Elle entra dans la librairie. Tout là-haut, sur l'échelle de la bibliothèque, ronflait le chat du libraire. Le libraire lui même était juste réveillé par la sonnette de la porte. Les cheveux en pétards, il parla d'une voix pâteuse : "................. Hmm....... Fall....... Fin......... Fru..."
Il avait oublié qu'elle ne pouvait pas le comprendre. Elle ne comprenait personne. Et personne ne la comprenait. Elle était si étrange ! Seuls le libraire et le professeur de musique pouvaient l'accepter. L'un parce qu'il était toujours endormi, l'autre parce que la langue de la musique était la seule qu'elle comprenait. Le libraire marmona quelque chose et s'endormit, le nez dans son livre. Mélodie prit le temps de choisir un livre de partition de piano et le fit léviter pour le placer devant elle, au niveau de son visage. Elle lut les partions, les notes se transformant en une harmonieuse mélodie dans son esprit. Elle imprima les notes dans sa tête en quelques secondes puis remit le livre à sa place. Elle sortit sans faire sonner la clochette en haut de la porte puis se dirigea vers le lycée. Elle ne comprenait pas l'intérêt d'y aller puisqu'elle savait tout mais son professeur de musique, un vieil homme aux cheveux blancs et à la peau creusée de ravins, lui avait promis qu'elle pourrait se faire des amis un jour, grâce à l'école. Cela faisait 5 ans qu'elle était scolarisée et elle n'avait pas croisé le regard d'une seule personne. Elle s'en fichait. Ça lui était bien égal.
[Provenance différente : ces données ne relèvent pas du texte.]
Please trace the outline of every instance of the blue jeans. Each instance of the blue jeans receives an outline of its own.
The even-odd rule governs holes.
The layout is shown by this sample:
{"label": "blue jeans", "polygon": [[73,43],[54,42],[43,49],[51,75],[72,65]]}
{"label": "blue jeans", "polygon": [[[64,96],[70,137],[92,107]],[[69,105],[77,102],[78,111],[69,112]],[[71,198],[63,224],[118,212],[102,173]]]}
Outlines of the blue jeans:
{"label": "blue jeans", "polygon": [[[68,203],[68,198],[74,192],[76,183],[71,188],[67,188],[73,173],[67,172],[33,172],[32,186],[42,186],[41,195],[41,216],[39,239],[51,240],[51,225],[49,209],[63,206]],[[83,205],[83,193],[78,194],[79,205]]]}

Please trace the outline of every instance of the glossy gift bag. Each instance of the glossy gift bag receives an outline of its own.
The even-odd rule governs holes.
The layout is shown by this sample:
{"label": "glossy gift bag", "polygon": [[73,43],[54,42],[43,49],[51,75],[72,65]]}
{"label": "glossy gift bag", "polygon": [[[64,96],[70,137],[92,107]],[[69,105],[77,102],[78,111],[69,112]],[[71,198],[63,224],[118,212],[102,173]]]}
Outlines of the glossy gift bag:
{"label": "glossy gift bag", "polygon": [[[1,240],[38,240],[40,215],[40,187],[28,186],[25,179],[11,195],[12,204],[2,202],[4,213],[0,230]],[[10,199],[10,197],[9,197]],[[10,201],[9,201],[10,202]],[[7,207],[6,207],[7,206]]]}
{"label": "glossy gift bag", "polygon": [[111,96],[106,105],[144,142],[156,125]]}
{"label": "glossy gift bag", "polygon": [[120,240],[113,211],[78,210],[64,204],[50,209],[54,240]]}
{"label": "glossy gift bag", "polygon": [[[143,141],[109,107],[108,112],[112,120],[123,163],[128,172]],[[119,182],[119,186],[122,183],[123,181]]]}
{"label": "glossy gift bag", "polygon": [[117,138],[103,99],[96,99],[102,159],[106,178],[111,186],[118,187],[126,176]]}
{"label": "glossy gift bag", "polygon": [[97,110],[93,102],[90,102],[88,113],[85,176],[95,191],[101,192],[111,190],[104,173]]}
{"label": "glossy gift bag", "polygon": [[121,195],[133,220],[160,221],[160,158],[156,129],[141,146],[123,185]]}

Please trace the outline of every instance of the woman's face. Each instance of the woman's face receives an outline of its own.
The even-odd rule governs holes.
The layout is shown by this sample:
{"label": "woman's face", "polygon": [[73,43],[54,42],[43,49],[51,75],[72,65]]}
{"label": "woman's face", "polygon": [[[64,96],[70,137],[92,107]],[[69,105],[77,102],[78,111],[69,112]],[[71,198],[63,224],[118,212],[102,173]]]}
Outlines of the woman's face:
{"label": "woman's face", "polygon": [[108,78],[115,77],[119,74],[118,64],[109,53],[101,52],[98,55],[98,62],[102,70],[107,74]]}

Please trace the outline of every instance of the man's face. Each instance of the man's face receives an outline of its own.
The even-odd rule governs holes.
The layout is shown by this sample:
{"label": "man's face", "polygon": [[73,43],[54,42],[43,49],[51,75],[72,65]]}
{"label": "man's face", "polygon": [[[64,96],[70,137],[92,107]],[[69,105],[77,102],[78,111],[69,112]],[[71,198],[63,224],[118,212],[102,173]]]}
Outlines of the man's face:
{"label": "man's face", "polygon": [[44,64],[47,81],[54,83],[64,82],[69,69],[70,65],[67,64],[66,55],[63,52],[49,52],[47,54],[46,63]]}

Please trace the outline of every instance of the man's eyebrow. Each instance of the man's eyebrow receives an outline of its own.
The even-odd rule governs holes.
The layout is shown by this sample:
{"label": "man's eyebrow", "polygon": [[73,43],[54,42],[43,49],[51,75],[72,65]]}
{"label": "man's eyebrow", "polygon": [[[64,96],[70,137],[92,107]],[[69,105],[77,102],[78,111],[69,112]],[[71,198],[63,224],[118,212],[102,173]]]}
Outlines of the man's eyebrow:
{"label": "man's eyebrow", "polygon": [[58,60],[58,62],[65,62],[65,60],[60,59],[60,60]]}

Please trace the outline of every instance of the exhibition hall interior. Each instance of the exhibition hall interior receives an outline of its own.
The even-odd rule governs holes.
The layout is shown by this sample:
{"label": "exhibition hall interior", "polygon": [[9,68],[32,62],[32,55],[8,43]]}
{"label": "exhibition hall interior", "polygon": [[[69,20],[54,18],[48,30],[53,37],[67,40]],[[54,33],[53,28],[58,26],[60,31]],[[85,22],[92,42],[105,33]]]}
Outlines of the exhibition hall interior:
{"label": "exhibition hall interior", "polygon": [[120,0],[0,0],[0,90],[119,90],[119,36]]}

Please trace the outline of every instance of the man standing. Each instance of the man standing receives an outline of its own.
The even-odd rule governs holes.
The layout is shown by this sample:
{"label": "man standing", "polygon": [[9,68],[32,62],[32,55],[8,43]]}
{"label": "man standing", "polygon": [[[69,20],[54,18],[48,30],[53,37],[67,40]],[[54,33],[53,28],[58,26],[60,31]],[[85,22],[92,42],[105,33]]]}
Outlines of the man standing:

Elle avait arrêté d'espérer d'être normale il y avait bien longtemps. Le fait d'avoir développé ses capacités telekinesiques l'avaient aidée à accepter la vérité. Elle pouvait tout déplacer en un battement de cil. La premiere fois qu'elle était allée en cours, en 5eme, elle avait rempli son cours de maths en un instant, en recopiant ce qui était écrit au tableau sur son cahier sans même y penser. Cela lui était très utile puisqu'elle était incapable d'écrire et de lire. C'était la troisième heure de la journée. Elle le savait car chaque heure la variation du soleil changeait, et elle calculait quelle heure il était en fonction de la lumière. Elle avait hâte de revoir son professeur de musique. Il était malade depuis plusieurs semaines et elle avait reçu une lettre avec un symbole vert, signifiant qu'elle pouvait reprendre les cours. C'était cela son language écrit : un symbole vert pour : c'est bon ! Et un symbole rouge pour dire : c'est pas bon !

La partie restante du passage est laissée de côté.